I bought the Z-7 to replace my D850. The D850 was my photographic expedition camera as it was much more flexible using wide to telephoto lense, for example shooting landscapes from a tripod. I could get shots with  the 14mm zoom of the Nikon that are impossible with the 50mm lens and a hand held Leica. The z7 with the 24-70mm f4 zoom is about the same weight as the M10, so I thought it might work as a more flexible travel camera with wider angle, a bit longer reach and optical stabilization in a lightweight package, certainly better than the D850 with the 24-120 f4 zoom that I’ve used over the last two years.

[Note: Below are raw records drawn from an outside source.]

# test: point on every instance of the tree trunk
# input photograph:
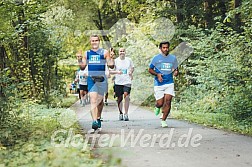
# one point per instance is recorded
(237, 20)
(99, 25)
(208, 7)
(2, 65)
(179, 8)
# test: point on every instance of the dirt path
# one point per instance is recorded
(142, 142)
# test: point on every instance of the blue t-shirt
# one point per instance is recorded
(164, 65)
(96, 62)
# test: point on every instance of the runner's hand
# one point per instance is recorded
(160, 78)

In a few hours walking around San Francisco, I captured a few nice images and got to know the camera better. These cameras are complicated and I use a very small fraction of their capabilities. In truth, the buttons and menus get in the way, even as I learn what settings need to be changed when. And of course there’s the risk that a setting is changed at one point, forgetting to change it back, and having unexpected responses from the camera.

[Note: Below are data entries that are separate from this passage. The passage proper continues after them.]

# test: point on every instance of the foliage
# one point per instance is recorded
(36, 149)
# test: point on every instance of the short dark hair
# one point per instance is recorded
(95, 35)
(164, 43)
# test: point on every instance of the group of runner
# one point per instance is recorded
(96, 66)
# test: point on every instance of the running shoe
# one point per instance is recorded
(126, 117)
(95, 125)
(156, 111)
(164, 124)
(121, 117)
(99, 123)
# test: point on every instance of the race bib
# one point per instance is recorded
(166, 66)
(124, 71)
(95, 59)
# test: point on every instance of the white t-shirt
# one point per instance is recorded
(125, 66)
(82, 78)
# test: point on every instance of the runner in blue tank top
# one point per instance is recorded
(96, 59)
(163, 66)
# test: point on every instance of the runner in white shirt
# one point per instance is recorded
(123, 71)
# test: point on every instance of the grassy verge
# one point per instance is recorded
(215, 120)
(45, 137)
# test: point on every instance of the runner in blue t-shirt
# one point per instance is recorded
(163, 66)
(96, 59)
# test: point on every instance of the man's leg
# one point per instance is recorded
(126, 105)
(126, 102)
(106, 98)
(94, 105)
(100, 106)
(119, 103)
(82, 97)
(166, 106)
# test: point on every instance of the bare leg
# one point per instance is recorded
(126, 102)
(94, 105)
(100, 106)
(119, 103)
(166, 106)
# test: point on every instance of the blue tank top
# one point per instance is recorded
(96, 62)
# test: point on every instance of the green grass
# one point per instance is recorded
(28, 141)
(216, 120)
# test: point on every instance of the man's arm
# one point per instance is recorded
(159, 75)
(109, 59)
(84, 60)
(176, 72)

The 24-70 lens is good as a travel zoom but it’s not as impressive as the 50mm f1.8 that I used with earlier outings with the camera. Renderings are a little flat compared to the 24-120 f4 F mount lens used on the D850 as a midrange zoom. That whole kit was way bigger and way heavier. I’m hoping the wide angle zoom that’s coming soon will prove to be an outstanding lens that I can use in combination with the really nice 50mm. I’ll note that I find the RAW conversions by Nikon’s own Capture NX-D to be better in detail and contrast that those by Capture One, which serves as my cataloging software these days.

So for my city walks, I’ll be sticking to the Leica M10.

Mental Causation

A few years ago I read George Soros’ small book The Soros Lectures: At the Central European University in which he describes how he came to conceptualize reflexivity in markets, the idea that there is a feedback loop between what people think and market reality, which in turn affects what people think. It’s mental causation, but of course it’s just a manifestation of the the way brains interact socially through language, we affect each other with consequences in the real world.

In copying over note’s from last year’s Hobonichi, I found a note on a similar idea of inducing negative opinions. When you merely bring up a topic with some negative connotations for others, they are compelled to fill in the blanks. When I say “It’s like comparing apples and …”, you can’t help but think oranges. The word rises unbidden to mind, caused by my speech. It’s a powerful effect to have on another person as it’s reflexive and automatic. So by my mentioning a name and situation, your negative feelings, already in place, are reflexively activated cause you to think about those negative feelings and attitudes. Your brain does it, but I’ve directly caused it by my actions.

Just a thought about how powerful we are with just the power of words.